Patient-Reported Adverse Events with Adjunctive Tirzepatide or Semaglutide Treatment in Adults with Type 1 Diabetes

Introduction

Many adults with type 1 diabetes (T1D) are not able to achieve glycemic goals despite advances in therapeutics and technologies. ¹ In addition, the majority of adults with T1D in the USA are either overweight (OW) or obese (OB), following a similar pattern to the USA general population. ² We previously have shown that the adjunctive, off-label use of tirzepatide and semaglutide improves glycemic outcomes, decreases body weight, insulin dose requirements, and improves many continuous glucose monitor (CGM) metrics in adults with T1D.^3–8 However, the adverse events (AEs) profile is not known in adults with T1D while using tirzepatide or semaglutide in the real world. We conducted a prospective study to investigate AEs in the real-world use of off-label tirzepatide or semaglutide in OW/OB adults with T1D.

Methods

At the Barbara Davis Center for Diabetes (BDC), using electronic medical records (EMRs), we determined the number of OW/OB adults with T1D who were prescribed tirzepatide or semaglutide in the last 8 years (since the Food and Drug Administration [FDA] approval of semaglutide for patients with type 2 diabetes [T2D] and tirzepatide FDA approval in July of 2022 for T2D). We sent a secure online link to all the subjects for a survey using REDCap. The survey link was sent twice to their emails, a week apart.

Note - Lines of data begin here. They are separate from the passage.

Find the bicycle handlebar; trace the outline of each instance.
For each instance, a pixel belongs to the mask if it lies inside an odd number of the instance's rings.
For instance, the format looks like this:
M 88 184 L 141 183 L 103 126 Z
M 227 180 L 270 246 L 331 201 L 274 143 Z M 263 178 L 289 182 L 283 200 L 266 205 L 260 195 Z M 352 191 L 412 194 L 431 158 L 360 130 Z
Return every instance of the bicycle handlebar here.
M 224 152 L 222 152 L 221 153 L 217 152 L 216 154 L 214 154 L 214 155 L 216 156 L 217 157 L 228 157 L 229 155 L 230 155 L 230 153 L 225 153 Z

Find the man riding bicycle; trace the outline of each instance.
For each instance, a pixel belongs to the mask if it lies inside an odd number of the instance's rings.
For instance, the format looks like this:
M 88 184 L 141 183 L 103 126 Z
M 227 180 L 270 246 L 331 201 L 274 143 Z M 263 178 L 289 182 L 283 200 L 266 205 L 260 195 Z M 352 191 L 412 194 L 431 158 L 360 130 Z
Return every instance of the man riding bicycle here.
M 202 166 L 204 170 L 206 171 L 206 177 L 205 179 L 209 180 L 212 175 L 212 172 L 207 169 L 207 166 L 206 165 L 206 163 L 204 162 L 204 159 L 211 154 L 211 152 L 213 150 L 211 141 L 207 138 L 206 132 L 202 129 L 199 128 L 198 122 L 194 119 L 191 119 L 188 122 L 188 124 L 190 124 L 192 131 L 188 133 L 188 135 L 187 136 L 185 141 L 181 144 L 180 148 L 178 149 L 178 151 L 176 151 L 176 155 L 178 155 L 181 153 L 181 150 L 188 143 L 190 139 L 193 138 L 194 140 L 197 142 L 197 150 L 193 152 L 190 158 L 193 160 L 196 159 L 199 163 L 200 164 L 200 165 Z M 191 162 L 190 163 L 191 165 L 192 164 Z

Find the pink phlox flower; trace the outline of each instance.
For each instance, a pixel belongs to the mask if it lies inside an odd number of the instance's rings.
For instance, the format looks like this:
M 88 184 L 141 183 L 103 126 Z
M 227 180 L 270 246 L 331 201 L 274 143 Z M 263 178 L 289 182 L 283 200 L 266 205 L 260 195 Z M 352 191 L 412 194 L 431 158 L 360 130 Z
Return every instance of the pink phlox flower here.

Demographic and diabetes control data were obtained from the EMRs. Details of tirzepatide or semaglutide use, and associated AEs were obtained via a questionnaire. An AE was defined as any event that the patient attributed to tirzepatide or semaglutide treatment and that occurred at least once during the treatment period. Symptomatic hypoglycemia was defined as an event in which glucose levels were ≤ 70 mg/dL, measured by the CGM or blood glucose meter, accompanied by symptoms. This study was approved by the Colorado Multiple Institutional Review Board.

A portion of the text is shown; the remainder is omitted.